Visually Enforced

a blog by Gaston Sanchez


Pretty Tree Graph

Posted on July 05, 2014

In this post I’m sharing the code snippet in R I used to get a pretty graph to visualize dendrograms and clusters in an alternative way.


Recipe

The general recipe consists of the following steps:

  1. Obtain a distance matrix from your data set with dist()
  2. Perform a hierarchical clustering analysis with hclust()
  3. Examine the dendrogram to determine the number of clusters
  4. Cut the dendrogram to obtain clusters with cutree()
  5. Convert cluster structure into a "phylo" object with as.phylo()
  6. Use the tree nodes from the "phylo" object to obtain a graph with graph.edgelist()
  7. Obtain a graph layout, in this case with layout.auto()
  8. Plot the data with the x-y coordinates from the graph layout!

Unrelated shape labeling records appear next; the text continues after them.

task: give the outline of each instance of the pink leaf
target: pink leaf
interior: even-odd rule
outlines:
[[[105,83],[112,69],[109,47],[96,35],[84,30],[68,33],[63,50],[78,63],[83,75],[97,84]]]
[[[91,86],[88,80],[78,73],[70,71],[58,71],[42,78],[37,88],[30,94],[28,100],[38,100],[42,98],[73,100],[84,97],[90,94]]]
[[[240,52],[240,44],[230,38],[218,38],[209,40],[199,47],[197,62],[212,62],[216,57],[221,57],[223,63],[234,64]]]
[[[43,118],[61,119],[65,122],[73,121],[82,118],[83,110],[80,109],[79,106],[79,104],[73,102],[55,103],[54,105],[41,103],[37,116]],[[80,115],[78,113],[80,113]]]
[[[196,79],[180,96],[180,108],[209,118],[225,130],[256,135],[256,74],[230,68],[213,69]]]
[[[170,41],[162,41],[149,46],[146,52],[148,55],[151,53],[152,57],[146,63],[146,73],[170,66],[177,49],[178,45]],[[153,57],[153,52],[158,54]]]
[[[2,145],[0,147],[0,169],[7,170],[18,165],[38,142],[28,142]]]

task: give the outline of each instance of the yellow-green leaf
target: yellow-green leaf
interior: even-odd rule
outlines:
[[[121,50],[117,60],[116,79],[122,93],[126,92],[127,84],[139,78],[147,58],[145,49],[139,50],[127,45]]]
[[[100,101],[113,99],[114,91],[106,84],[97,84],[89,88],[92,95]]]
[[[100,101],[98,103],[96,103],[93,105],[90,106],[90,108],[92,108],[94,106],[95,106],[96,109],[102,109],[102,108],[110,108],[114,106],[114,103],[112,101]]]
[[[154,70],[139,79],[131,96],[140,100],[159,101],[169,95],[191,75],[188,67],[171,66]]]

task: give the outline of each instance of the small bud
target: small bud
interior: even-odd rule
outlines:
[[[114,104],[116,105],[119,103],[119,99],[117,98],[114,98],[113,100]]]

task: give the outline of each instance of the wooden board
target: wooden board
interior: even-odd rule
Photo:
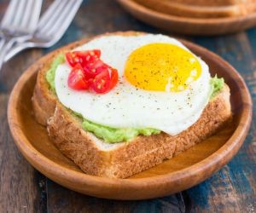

Example with data “USArrests”

For this example I’m going to use the data set USArrests that comes with R. The idea is to get a dendrogram from a hierarchical clustering analysis. For illustration purposes I’m going to cut the dendrogram in 4 clusters.

# distance matrix 
dist_usarrests = dist(USArrests)

# hierarchical clustering analysis
clus_usarrests = hclust(dist_usarrests, method = "ward.D")

# plot dendrogram
plot(clus_usarrests, hang = -1)


Code in R: Pretty Tree Graph

Once we have the “not very outstanding” dendrogram, we can do some data wrangling in order to obtain a better layout to display the obtained clusters in a very appealing visual way. Here’s the code snippet in R (feel free to adapt it for your own visualizations).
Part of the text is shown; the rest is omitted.